Pressing forward: we discovered Chez Loury on the Rue Fortia in the Vieux Port. It was cozy as all get out, seated as we were, in the back with only a few tables--even though one of them was filled with a drawling horde of somewhat unsettling Texans with a penchant for cell phones.
But we were there for the bouillabaisse, and we had it in spades. Now I can't say that I particularly liked it, although it wasn't the fault of the restaurant, just a matter of personal taste. I ordered the traditional version which came out in three exhaustive (and repetitive) courses. First out was the Soupe de Poisson (fish broth), which I very much enjoyed, with a fine taste summoned from a foreign shore enlivened by a classic rouille (saffron mayo) on a floating crouton. Then the broth resurfaced with the fish in it (Saint Pierre, rascasse, baudroie); afterwards, more fish (vive, galinette, fielas) without the broth. Baby ordered the more conservative version, a single dish of Bouillabaisse du Ravi.

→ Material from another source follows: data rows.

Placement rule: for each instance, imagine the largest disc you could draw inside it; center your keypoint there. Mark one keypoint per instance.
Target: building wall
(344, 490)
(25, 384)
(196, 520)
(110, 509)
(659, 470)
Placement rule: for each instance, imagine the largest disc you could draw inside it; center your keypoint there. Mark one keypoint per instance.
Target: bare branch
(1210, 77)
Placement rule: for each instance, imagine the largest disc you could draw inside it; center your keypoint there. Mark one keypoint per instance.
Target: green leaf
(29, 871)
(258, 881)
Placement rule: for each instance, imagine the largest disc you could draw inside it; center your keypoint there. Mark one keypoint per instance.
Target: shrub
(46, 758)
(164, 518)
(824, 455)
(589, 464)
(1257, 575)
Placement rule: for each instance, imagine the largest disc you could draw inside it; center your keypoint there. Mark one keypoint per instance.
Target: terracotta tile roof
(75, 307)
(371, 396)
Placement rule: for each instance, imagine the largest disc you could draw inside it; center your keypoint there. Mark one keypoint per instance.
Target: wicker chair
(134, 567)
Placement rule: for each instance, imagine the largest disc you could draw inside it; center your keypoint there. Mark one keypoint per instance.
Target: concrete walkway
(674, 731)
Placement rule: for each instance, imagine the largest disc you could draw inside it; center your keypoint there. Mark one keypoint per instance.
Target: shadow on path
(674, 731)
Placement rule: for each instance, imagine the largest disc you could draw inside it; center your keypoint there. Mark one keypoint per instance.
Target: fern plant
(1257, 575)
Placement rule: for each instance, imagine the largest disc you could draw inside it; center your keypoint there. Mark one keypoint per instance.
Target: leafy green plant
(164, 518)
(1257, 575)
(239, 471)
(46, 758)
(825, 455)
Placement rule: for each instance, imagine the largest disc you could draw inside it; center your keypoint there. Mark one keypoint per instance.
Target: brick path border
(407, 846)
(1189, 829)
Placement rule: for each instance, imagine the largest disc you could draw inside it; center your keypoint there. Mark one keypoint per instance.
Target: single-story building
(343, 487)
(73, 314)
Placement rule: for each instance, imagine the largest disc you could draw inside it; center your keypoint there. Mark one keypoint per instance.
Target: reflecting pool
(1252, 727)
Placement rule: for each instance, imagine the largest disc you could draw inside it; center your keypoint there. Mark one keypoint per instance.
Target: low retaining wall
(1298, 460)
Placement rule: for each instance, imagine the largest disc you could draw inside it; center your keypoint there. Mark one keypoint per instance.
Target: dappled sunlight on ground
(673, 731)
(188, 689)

I had always thought bouillabaisse was close to paella, indeed is served similarly in the States. True bouillabaisse (well, don't throw that phrase around a Frenchman) isn't outfitted with salmon or shrimp as I saw on a New York menu just the other day. It really just features cheap fish. Julia Child's recipe for Bouillabaisse a la Marseilles (Meditteranean Fish Chowder from The Twenty-third show) does encourage shellfish such as lobster or crab for color, but otherwise leans toward lean fish, "of the best and freshest-smelling quality" such as cod, grouper, perch, or haddock.
The real treat we had in marveilleux Marseilles was up the rue apiece from Chez Loury at Toinou where we settled down to a wondrous tray of les huitres! Divine oysters!
From the French coast resting on the Atlantic ocean between Nantes and Bordeaux, our pousses en claires were hefty beauties that were a perfect storm of everything an oyster should be, at once briny, creamy, and utterly delicious.
Consider the oyster, indeed, as we did!